What are the basic mechanisms that allow people to regulate their thoughts, feelings and behaviors?

Emotion regulation has largely been conceptualized as a deliberate process that requires effort. In my research, I have focused on how the structure of language itself may support emotion regulation, by allowing individuals to shift from their default, immersed perspective to a more distanced one.

For example, with my collaborators, I have studied ways in which people can shift the words they use to reflect on the self:

  • Using “you” to address themselves directly (“Ariana, you can do better next time”); or
  • Using “you” to refer to people in general, even as they reflect on their own, deeply personal experiences (“You win some, you lose some”).

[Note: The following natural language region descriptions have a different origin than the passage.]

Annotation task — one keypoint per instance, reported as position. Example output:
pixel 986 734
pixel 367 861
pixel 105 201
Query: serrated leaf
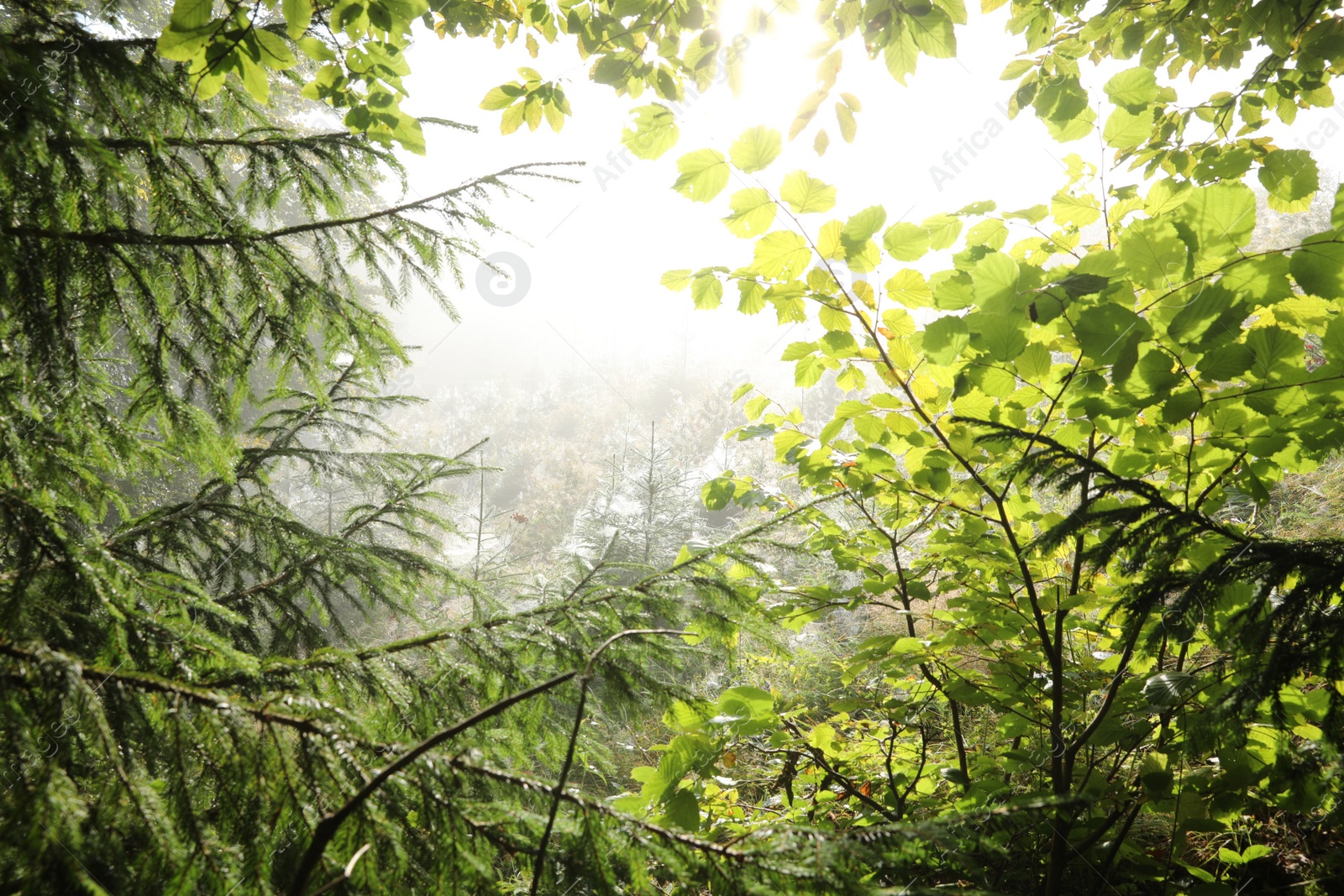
pixel 1153 253
pixel 1133 89
pixel 753 212
pixel 299 15
pixel 806 194
pixel 705 174
pixel 781 255
pixel 906 242
pixel 756 148
pixel 654 132
pixel 1169 689
pixel 1292 177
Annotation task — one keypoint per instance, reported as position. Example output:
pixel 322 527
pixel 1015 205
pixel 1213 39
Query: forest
pixel 1018 567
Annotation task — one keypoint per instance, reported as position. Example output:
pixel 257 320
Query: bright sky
pixel 595 251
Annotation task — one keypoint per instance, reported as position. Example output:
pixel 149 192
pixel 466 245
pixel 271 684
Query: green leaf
pixel 1133 89
pixel 1169 689
pixel 275 51
pixel 848 127
pixel 942 230
pixel 654 134
pixel 1106 331
pixel 1034 363
pixel 1214 316
pixel 183 45
pixel 1290 176
pixel 753 212
pixel 1222 217
pixel 1005 335
pixel 1319 266
pixel 900 55
pixel 1128 129
pixel 1153 253
pixel 705 174
pixel 748 711
pixel 706 291
pixel 909 288
pixel 718 492
pixel 995 282
pixel 862 226
pixel 756 148
pixel 806 194
pixel 906 242
pixel 933 33
pixel 676 280
pixel 299 15
pixel 781 255
pixel 945 338
pixel 188 15
pixel 682 810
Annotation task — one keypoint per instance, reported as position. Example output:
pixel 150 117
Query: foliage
pixel 1084 660
pixel 1032 454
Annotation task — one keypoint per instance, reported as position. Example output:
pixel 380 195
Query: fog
pixel 588 301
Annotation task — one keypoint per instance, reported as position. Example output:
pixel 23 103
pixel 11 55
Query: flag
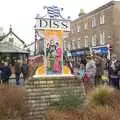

Both of these shifts enhance psychological distance in different ways:

  • The first allows people to take a step back by addressing themselves as if they were someone else.
  • The second allows people to broaden their perspective by casting their own experience as emblematic of a broader, more universal phenomenon.

In both instances, this distance helps people think differently about their negative experiences, and feel less negatively about them.

This research has two broad implications:

  • People intuitively use these linguistic shifts when faced with the need to regulate their thoughts, feelings or behaviors – providing researchers with a window into people’s emotion regulatory processes.
  • These shifts can be used as levers to actively promote people’s ability to regulate their negative emotions.